Sampdoria, Giampaolo: “Vogliamo vincere contro il Torino, Belotti lo fermeremo”

| 28/04/2017 13:30

Marco Giamapolo, allenatore della Sampdoria, è intervenuto in conferenza stampa in vista del match contro il Torino.

Le parole di Giampaolo in conferenza:

“Il Toro vuole vincere, la Samp vuole vincere. E’ giusto così, siamo in un periodo dove siamo quasi appaiati con i granata. Fra virgolette, ci giochiamo la possibilità di essere la migliore dopo le grandi. Questo penso sia lo stimolo più importante per fare una gara giusta. E’ chiaro che le ultime due gare le abbiamo perse e poi il tutto si riconduce a mancanza di stimoli rispetto all’avversario. Ho detto che, dopo il Crotone, non abbiamo giocato bene ma che non siamo stati particolarmente attaccati al risultato. E’ un giudicare una partita. Il Torino è una squadra forte, probabilmente alla vigilia di questo campionato era costruita per giocarsi un posto in Europa. Riconosco che ha elementi di livello, ha cambiato quella che è un po’ la storia del Toro, che la vede come squadra fisica. Invece ora la squadra palleggia e gioca con mentalità europea. Credo possa essere una bella partita a livello di contenuti”.

Su Belotti:

“Come si ferma? Come abbiamo fatto all’andata. Attraverso il lavoro collettivo. Belotti è un giocatore forte nel gioco aereo, aggredisce lo spazio ed è molto fisico. Un attaccante come lui si ferma con un modo di giocare collettivo.
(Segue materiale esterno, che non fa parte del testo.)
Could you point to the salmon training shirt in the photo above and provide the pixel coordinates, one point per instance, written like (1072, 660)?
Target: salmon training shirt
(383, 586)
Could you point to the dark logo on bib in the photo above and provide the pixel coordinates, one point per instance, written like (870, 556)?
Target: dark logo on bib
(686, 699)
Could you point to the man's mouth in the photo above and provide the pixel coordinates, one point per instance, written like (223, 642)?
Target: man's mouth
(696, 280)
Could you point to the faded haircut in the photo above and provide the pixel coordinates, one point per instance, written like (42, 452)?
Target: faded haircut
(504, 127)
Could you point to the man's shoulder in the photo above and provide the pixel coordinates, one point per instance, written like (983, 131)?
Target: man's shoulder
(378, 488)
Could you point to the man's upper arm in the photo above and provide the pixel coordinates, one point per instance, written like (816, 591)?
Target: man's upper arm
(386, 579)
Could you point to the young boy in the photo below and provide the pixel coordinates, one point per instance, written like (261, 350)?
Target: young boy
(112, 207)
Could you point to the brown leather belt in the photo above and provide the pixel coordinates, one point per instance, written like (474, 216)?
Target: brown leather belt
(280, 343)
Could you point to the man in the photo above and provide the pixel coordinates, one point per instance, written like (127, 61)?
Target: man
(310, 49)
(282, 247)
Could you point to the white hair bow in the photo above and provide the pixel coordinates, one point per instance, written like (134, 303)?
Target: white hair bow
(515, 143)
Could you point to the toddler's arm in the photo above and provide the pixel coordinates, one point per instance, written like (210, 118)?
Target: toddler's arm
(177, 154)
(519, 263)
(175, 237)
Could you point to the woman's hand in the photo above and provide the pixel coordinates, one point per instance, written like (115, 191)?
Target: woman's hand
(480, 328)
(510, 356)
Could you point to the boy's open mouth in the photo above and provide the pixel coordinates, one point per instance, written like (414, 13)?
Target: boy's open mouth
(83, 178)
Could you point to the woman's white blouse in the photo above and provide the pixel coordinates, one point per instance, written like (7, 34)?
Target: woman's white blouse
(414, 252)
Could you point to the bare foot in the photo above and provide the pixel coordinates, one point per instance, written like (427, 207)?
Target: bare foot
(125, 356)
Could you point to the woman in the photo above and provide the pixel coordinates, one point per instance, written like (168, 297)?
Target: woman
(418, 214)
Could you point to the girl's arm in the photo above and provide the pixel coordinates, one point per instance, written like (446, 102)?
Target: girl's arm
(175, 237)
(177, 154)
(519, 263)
Bisogna essere una cooperativa. Lui è un ‘vecchio’ attaccante da area di rigore. Magari vent’anni fa giocatori con le caratteristiche come lui ce n’era di più, lui lascia intravvedere quelle vecchie caratteristiche. Non ha paura, è un giocatore coraggioso, abbiamo bisogno di attenzione, di mestiere ma penso che Silvestre e Skriniar abbiano i numeri per competere con quelle caratteristiche”.

Su Castan:

“L’ho già spiegata. Ho parlato con Castan e gli ho detto che nelle gerarchie arrivava dopo gli altri. Poi Castan nel Toro ha giocato e ha fatto buone partite. Io lo ricordo come un professionista esemplare, attaccato al lavoro e questo l’ho riconosciuto all’epoca. Visto che Castan era venuto per giocare, è stato giusto da parte mia comunicare le cose a lui”.

Sul match di domani:

“Penso possa essere una partita aperta, il Torino gioca molti effettivi, impiega molta qualità in avanti. E’ una squadra che ha fatto tanti gol su palle inattive perché ha tanti giocatori in grado di procurarsele. Il loro potenziale offensivo va contrastato con spirito collettivo”.